The exact shape of changes to parking has not been determined, that is part of the activity of planning and designing the conversion project.  We will be interested in comments shared during our engagement period to help us answer those questions.

Will the new roads include protected bike lanes – i.e. more than just a paint stripe separating vehicle from bike?

We intend to add bicycle facilities but the form they may take is still to be determined.  However, protected lanes separated by paint, curb, bollards, or parked cars, etc. will all be considered. In addition, the considerations will include the width of sidewalks, drive-lane widths, and the type and placement of amenities (street furniture and landscape).  We will consider input we receive in our engagement process to help us shape these ideas and the amount of funds we will have to build with.

What is the total cost for the construction part of this work?

Final construction costs have not been determined and will depend on a variety of factors including the extent of underground utility work being done as part of the project.

How much of this is direct from Kalamazoo city or county taxpayers? How much is covered by state, federal, or other funds (and how much for each)?

Funding for these projects will come from a variety of sources. City staff is working closely with Kalamazoo Area Transportation Study (KATS), the area Metropolitan Planning Organization that assists in distributing state and federal funds for infrastructure projects. City staff is also planning to seek grant additional funds from the federal government.

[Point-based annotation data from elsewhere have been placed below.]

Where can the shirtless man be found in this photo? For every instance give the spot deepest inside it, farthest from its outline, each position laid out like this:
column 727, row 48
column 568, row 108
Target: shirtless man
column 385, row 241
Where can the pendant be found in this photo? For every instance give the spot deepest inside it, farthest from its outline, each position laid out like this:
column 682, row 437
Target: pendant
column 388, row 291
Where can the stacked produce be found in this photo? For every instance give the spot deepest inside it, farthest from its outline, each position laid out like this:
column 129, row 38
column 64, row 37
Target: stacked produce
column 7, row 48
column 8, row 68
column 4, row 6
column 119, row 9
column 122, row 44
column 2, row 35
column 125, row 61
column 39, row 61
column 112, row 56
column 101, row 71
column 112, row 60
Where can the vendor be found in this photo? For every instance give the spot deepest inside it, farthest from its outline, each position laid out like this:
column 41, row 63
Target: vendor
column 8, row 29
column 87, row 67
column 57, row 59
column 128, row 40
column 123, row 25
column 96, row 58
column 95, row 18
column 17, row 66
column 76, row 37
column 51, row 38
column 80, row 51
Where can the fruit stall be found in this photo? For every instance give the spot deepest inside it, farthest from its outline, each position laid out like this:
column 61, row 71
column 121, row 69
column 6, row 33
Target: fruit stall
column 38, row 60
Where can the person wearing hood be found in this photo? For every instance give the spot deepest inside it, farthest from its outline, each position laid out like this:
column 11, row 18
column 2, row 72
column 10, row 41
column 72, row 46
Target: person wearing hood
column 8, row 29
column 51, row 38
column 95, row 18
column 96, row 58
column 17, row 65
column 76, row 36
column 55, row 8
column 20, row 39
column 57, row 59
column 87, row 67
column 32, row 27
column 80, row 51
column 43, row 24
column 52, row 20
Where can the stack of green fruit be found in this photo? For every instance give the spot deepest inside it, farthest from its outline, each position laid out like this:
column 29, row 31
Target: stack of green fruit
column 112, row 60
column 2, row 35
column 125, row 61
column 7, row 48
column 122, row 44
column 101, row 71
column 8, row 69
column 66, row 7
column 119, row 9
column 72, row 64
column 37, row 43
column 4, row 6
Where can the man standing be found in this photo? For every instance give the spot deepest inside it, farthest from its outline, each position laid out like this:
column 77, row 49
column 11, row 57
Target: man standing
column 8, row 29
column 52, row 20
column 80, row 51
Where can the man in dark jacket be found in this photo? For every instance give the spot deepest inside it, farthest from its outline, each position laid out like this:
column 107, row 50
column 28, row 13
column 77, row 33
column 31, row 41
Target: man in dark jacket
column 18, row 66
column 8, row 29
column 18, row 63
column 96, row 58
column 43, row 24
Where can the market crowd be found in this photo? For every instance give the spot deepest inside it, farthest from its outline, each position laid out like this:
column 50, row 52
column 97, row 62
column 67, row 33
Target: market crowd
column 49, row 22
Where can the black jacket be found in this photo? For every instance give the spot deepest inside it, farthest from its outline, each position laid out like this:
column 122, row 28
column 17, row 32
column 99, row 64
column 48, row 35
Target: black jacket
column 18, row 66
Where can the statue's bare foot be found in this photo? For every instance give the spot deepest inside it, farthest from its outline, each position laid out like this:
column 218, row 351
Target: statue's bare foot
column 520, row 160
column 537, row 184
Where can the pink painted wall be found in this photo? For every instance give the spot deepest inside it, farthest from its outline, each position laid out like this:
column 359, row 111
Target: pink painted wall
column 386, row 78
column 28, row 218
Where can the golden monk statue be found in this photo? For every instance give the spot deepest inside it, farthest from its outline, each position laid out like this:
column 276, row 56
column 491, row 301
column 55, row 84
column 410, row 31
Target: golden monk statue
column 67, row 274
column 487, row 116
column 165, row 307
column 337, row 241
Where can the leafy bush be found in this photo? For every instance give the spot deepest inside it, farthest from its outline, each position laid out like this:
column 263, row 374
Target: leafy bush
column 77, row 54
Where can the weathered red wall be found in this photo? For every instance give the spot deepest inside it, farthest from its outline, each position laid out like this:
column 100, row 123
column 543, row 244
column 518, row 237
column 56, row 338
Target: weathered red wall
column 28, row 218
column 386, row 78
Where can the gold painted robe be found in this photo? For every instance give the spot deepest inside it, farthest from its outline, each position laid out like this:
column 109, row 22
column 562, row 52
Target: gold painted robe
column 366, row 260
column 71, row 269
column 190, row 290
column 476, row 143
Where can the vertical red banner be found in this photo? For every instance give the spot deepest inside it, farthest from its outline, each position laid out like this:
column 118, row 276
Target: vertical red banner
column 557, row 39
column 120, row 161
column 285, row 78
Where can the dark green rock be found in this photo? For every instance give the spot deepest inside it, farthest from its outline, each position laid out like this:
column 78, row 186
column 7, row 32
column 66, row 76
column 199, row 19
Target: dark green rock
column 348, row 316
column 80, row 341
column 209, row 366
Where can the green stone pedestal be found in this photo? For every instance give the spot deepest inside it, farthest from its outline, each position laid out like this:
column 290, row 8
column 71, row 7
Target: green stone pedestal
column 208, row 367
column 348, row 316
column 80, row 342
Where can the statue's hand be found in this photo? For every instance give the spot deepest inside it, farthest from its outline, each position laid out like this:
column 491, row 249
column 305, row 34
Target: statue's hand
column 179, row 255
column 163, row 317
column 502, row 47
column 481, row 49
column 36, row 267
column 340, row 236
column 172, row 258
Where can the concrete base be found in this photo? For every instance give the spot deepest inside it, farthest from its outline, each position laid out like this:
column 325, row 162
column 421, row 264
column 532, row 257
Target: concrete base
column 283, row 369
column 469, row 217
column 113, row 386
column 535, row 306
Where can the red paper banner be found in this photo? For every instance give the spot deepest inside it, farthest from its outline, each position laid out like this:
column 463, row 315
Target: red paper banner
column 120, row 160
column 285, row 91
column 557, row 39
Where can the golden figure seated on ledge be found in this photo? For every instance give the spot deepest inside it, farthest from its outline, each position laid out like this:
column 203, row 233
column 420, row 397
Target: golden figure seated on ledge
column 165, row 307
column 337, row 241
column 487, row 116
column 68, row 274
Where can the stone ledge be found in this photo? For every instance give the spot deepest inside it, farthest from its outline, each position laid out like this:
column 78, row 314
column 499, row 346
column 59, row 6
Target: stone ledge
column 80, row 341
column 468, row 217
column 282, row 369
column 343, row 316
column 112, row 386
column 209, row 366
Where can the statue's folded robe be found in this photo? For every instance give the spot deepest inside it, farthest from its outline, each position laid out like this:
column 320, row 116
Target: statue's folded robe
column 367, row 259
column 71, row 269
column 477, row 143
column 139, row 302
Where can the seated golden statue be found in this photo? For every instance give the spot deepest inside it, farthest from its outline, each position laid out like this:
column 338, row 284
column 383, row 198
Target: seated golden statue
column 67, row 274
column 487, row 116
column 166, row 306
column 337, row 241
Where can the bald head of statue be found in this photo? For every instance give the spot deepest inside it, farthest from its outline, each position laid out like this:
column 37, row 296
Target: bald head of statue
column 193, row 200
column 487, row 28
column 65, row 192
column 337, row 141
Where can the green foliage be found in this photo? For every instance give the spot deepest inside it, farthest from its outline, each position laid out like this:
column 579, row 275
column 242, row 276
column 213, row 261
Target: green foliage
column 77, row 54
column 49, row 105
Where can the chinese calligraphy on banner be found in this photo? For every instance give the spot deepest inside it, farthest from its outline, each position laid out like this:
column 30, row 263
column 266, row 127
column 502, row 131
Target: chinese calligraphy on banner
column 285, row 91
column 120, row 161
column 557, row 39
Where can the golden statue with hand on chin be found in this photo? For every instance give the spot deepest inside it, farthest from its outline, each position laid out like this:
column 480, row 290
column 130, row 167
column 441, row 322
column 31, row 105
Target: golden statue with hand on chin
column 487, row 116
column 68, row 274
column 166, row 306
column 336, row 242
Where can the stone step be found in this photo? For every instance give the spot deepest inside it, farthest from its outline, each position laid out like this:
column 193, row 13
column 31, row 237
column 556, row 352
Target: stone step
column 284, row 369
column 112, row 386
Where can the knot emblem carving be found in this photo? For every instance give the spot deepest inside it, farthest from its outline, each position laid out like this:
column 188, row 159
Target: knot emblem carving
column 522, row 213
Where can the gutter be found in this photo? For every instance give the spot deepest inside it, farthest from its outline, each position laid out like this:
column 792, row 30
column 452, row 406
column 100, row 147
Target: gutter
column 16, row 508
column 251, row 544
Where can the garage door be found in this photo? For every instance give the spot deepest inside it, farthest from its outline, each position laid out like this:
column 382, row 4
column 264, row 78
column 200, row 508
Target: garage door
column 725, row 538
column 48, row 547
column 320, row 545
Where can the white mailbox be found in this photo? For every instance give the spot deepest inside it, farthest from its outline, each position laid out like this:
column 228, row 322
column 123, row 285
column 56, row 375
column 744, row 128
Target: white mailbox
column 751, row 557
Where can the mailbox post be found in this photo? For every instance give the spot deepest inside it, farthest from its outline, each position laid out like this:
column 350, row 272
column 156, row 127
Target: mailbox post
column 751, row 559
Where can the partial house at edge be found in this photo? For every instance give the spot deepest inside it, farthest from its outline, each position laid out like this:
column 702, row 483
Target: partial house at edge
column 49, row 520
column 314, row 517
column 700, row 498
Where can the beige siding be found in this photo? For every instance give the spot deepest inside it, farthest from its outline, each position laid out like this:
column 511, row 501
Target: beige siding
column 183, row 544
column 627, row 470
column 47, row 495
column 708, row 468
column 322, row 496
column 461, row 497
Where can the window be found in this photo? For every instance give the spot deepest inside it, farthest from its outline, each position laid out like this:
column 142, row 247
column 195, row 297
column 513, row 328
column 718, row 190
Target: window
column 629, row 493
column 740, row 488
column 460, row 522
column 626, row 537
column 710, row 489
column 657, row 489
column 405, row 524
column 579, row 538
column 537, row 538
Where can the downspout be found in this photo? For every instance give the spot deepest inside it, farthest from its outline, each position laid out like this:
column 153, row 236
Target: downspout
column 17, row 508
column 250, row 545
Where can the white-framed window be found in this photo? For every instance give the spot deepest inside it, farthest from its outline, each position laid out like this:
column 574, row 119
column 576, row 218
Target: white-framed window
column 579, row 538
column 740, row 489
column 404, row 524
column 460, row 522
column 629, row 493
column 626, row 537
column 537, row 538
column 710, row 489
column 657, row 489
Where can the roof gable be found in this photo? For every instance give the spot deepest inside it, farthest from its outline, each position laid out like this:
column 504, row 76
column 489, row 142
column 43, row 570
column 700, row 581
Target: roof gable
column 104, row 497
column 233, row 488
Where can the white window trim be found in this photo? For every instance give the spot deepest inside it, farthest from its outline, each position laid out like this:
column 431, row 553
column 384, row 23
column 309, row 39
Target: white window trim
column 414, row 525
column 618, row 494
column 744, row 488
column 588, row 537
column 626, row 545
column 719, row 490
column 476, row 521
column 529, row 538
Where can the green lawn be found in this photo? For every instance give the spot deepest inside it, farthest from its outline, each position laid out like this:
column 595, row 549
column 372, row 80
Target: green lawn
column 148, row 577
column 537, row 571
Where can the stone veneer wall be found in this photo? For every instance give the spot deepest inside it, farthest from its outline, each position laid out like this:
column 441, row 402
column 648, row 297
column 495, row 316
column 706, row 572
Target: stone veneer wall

This makes it sound that no locally collected tax money or budget line will be used for the project. Can you clarify if that’s accurate?

We expect that we will use a combination of funds including federal-aid grants. Generally, federal-aid grants require some local match, so some locally generated funds including Act 51 funds will need to be used.

(Editor’s note: Public Act 51 of 1951 governs how state revenue for roads and bridges is allocated and spent. It includes state money that is shared with local governments.)